## Floating point design help needed

24 posts / 0 new
Author
Message

Hello,

I need some help for designing a software.

Equation:

a = (1200*x/r) * ( (1+(r/1200))^m - 1)

Desired range of Values :
a = 0 to 5,00,00,000
x = 0 to 1,00,000
m = 0 to 1200
r = 0 to 50

OR need to knw what max values I can get.

Processor : 8 bit
Float size : 32 bit
Precision : 15 digits (similar to excel)
Preference : Lesser code size over time for calc.

Use Cases:
I. Enter a, m & r. Get x.
II. Enter x, m, & r. Get a.

Can it be done with 32-bits or I will need 64-bit lib?

:)

Last Edited: Mon. Feb 27, 2012 - 08:19 AM

Quote:
a = 0 to 5,00,00,000
x = 0 to 1,00,000

Do you mean these groups of two zeroes to be three?

(As in 5,000,000,000 and 1,000,000)

Chuck Baird

"I wish I were dumber so I could be more certain about my opinions. It looks fun." -- Scott Adams

http://www.cbaird.org

Nope. In India, we write 50000000 as 5,00,00,000
:)

It's probably good to have that clarified before this discussion goes too much further.

Chuck Baird

"I wish I were dumber so I could be more certain about my opinions. It looks fun." -- Scott Adams

http://www.cbaird.org

yes, right

Quote:
Lemme knw if I m missing some info

You're missing some characters - "Let me know if I am missing some info." Another Indian ideosyncracy?

For floating point - have you looked at your compiler's specifications? Which compiler are you going to use? At a guess, you're going to need 64 bit floats for 15 digits of precision - note that this is not decimal places. This may determine your choice of compiler.

Quote:
Float size : 32 bit
Precision : 15 decimal places (similar to excel)
Sorry, but 32 bit floating point is not 15 decimal places, it is only about 7. You need 64 bit floating point to get 15 places.

Regards,
Steve A.

The Board helps those that help themselves.

Koshchi,
Thnx. I updated my initial post with 15 digits.

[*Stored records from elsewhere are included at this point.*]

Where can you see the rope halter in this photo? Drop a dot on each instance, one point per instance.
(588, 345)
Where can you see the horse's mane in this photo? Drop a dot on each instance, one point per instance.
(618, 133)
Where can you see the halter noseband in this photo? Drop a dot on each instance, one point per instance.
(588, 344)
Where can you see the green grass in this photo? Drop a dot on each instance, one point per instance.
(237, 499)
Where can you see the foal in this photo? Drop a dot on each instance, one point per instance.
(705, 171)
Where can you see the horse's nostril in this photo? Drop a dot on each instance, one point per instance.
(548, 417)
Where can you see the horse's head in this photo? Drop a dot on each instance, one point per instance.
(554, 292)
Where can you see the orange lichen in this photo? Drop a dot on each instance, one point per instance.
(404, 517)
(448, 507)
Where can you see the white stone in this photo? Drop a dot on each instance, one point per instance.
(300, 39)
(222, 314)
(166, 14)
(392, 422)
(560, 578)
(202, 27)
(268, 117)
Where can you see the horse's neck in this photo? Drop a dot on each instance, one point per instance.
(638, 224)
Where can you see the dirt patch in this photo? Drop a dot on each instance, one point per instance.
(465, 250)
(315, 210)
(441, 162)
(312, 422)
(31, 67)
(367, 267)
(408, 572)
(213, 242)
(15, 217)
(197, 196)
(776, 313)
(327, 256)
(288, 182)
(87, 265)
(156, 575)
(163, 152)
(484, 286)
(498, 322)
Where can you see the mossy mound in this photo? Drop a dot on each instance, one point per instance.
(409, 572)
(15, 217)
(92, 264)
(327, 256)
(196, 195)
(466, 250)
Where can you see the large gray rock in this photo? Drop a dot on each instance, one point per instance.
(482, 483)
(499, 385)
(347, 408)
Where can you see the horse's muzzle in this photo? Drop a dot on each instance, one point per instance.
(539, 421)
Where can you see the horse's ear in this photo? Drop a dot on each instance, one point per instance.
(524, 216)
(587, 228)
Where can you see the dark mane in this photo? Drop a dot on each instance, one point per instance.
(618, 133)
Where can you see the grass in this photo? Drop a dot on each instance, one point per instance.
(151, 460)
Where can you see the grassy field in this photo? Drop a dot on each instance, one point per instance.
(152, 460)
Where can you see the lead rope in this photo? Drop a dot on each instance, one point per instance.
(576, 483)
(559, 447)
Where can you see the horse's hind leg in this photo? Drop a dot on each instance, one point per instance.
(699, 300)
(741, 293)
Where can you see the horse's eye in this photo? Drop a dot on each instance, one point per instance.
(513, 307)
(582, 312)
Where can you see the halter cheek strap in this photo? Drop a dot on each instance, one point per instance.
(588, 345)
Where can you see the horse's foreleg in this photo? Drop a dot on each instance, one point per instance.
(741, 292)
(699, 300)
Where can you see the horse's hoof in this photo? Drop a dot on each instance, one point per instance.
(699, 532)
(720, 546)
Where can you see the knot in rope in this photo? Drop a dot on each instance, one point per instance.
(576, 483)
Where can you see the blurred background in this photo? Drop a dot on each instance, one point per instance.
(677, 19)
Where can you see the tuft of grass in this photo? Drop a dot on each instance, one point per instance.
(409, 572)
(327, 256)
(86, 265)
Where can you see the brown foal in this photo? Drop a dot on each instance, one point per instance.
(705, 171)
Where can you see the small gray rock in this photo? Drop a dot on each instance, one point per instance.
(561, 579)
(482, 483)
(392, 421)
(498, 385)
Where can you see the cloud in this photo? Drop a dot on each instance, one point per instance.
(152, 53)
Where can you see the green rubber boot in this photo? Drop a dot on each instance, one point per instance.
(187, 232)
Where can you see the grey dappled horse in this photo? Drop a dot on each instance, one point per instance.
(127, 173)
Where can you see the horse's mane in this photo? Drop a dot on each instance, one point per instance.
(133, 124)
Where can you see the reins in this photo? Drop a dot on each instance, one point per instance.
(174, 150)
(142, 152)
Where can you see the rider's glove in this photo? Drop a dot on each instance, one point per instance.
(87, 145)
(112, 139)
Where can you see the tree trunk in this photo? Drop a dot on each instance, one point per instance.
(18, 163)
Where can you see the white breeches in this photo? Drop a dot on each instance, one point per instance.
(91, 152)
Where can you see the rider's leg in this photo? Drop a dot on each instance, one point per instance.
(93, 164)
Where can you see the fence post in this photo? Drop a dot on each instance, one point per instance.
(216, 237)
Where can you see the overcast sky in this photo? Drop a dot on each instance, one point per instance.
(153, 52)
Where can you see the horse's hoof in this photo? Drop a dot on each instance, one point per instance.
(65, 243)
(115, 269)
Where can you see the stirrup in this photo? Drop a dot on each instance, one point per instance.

I need to make a generic library which I can use with AVR & 8051. Hence I had mentioned
Processor : 8 bit
Float size : 32 bit

any 64 bit libs I can use?

For 15 digits you need implementation of double (64 bits), not single floating point (32 bits). For GCC you can find it in the last message here:
https://www.avrfreaks.net/index.p...
It is very slow, so if speed is in concern, you might opt for fixed point math (but for your needs you have to do some customizations). Just read my messages in that thread and here:
https://www.avrfreaks.net/index.p...

Quote:
you might opt for fixed point math (but for your needs you have to do some customizations)

Kindly explain bit more or point me towards a ref link
I can do customizations/change limits a bit since the specs are mine

Thnx avra

Obviously you can compile and run this on a pc, but everything would compute using 80 bit floating point and save as 64 bit double. Perhaps there is a way to tell c++ to compile using float, but I don't know how to tell it that. In fortran, if everything is real*4 it will eval as real*4. I think.

Imagecraft compiler user

Last Edited: Mon. Feb 27, 2012 - 04:16 PM

Quote:
but everything would compute using 80 bit floating point
That depends entirely on the compiler. You usually have to specify "long double" to get 80 bit precision.
Quote:
Perhaps there is a way to tell c++ to compile using float
Simply using "float" instead of "double" should do that. But again, it depends on the implementation.

Regards,
Steve A.

The Board helps those that help themselves.

kpanchamia wrote:
a = (1200*x/r) * ( (1+(r/1200))^m - 1)

Desired range of Values :
a = 0 to 5,00,00,000
x = 0 to 1,00,000
m = 0 to 1200
r = 0 to 50

OR need to knw what max values I can get.

Processor : 8 bit
Float size : 32 bit
Precision : 15 digits (similar to excel)

10**15 is nearly 2**50 .
64-bit IEEE floats only gives 53 bits.
You will need to be careful to avoid catastrophic round-off.
The following formula might help:
(1+(r/1200))^m - 1 = expm1(m*log1p(r/1200))
expm1(y) computes e**y - 1 .
log1p(y) computes ln(1+y) .
Both are designed to be accurate for small values.
If these are unavailable, the following formulas might be useful:
(1+p)*(1+q)-1=p+q+pq.
(1+p)**(d+f) - 1 = ((1+p)**d-1) + ((1+p)**f-1) + ((1+p)**d-1)*((1+p)**f-1)
Is m an integer?
It looks a bit like an interest calculation.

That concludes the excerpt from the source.